Dari Nu Online: nu.or.id

Haedar Nashir RMI NU, Kajian Haedar Nashir

Makna Haji Mabrur dan Kesalehan Sosial Kita

Oleh Chepry Hutabarat



“… Tidak ada balasan bagi Haji Mabrur kecuali Surga.” (Muttafaqun ‘Alaih)

Makna Haji Mabrur dan Kesalehan Sosial Kita (Sumber Gambar : Nu Online)
Makna Haji Mabrur dan Kesalehan Sosial Kita (Sumber Gambar : Nu Online)

Makna Haji Mabrur dan Kesalehan Sosial Kita



Pada hakikatnya seluruh ibadah-ibadah yang diwajibkan atas manusia oleh Allah SWT adalah sebuah sarana untuk melatih kepekaan manusia atas keadaan di lingkungan sosialnya. Seperti shalat misalnya, dalam anjuran shalat berjamaah terkandung sebuah makna tentang bagaimana sikap seorang pemimpin (imam) dan orang yang dipimpin (makmum). Begitu pun ibadah zakat dan berpuasa, di dalamnya sarat dengan kandungan moral sosial. Puasa dan zakat adalah sarana untuk melatih dan membangun kepekaan sosial kita selaku umat Muslim atas apa yang dirasakan oleh mereka yang kehidupannya kurang beruntung. Lantas timbul pertanyaan, bagaimana dengan ibadah haji?

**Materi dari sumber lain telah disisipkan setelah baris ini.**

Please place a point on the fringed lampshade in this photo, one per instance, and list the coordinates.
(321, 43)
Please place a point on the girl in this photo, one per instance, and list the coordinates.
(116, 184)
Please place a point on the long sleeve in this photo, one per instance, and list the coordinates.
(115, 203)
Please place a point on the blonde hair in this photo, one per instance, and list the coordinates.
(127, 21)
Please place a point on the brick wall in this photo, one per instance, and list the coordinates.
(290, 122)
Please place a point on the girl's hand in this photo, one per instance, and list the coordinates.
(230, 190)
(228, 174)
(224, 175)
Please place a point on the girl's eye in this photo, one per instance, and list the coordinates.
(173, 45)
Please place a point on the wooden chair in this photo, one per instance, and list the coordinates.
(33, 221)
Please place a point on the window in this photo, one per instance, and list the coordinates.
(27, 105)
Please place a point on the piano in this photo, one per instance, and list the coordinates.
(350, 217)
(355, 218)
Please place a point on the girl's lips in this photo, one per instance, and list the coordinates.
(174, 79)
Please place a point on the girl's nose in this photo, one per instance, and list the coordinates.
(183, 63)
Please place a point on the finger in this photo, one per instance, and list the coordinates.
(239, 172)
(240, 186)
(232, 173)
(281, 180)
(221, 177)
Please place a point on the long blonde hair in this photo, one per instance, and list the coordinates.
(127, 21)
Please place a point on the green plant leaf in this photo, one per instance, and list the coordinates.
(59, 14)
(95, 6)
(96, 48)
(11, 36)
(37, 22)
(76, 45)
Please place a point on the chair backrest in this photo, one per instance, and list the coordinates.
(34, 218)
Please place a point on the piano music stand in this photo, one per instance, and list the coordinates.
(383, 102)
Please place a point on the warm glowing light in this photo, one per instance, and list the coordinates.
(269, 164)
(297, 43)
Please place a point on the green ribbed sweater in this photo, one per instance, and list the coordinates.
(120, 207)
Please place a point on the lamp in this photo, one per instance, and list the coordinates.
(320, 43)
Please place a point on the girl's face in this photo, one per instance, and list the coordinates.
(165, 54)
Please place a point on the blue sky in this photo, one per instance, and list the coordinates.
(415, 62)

Seperti ibadah-ibadah lainnya, ibadah haji juga adalah sebuah praktik olahraga dan olah spiritual guna menjadikan kita melek atas kenyataan sehari-hari yang kita alami di sekitar kita selama hidup. Haji merupakan ibadah yang sangat penting bagi umat Muslim sedunia. Keutamaan ibadah haji salah satunya tercermin dari sabda Rasulullah, “Sebaik-baik amal ialah; Iman kepada Allah SWT dan Rasul-Nya, kemudian jihad fi sabilillah, kemudian haji mabrur.” Keberadaan haji sebagai ritual keagamaan pada akhirnya bertujuan untuk membuang sifat kebinatangan yang ada di dalam diri manusia, setelah melaksanakan haji diharapkan manusia menjadi lebih bersih dan suci.

Haedar Nashir

Makna dari kata hilangnya sifat kebinatangan di dalam diri manusia dan menjadi pribadi yang lebih baik dan bersih inilah yang disebut sebagai mabrur dalam terminologi haji. Dilihat dari akar katanya, kata “mabrur” berasal dari kata “barra” yang berarti berbuat baik dan patuh. Dari kata barra ini kita bisa mendapatkan kata “birrun, al-birru” yang artinya kebaikan. Berangkat dari pemahaman ini, kita seharusnya menyadari dengan penuh, bahwasannya ibadah haji merupakan momentum bagi setiap pribadi Muslim untuk lebih meningkatkan kepedulian mereka atas lingkungan sekitarnya. Hal ini juga berarti, jika setelah melaksanakan ibadah haji seseorang tidak meningkat kesalehan sosialnya, maka dapat dikatakan bahwa ibadah haji yang telah dilaksanakanya belum berhasil atau haji yang mardud (ditolak).

Haedar Nashir

Ibadah haji oleh para ulama ditempatkan sebagai rukun Islam yang kelima. Haji menjadi rukun terakhir ibadah seorang hamba pada Tuhan. Ibadah haji yang dilaksanakan atas dasar istitha’ah (mampu) ini jangan direduksi maknanya. Kata mampu (istitha’ah) bagi sebagian besar umat Muslim (di Indonesia khususnya), hanya diartikan sebagai kemampuan secara materi. Kita cenderung menghilangkan bahwa kata mampu juga bermakna kemampuan kita secara spiritual. Pemahaman yang parsial inilah yang menyebabkan ibadah haji seperti hilang hakikat spiritual dan fungsi sosialnya. Mereka yang berangkat haji, hanya menjadikan kemampuan materi sebagai standar untuk menjalankan ibadah haji. (Taufik Abdullah:1989)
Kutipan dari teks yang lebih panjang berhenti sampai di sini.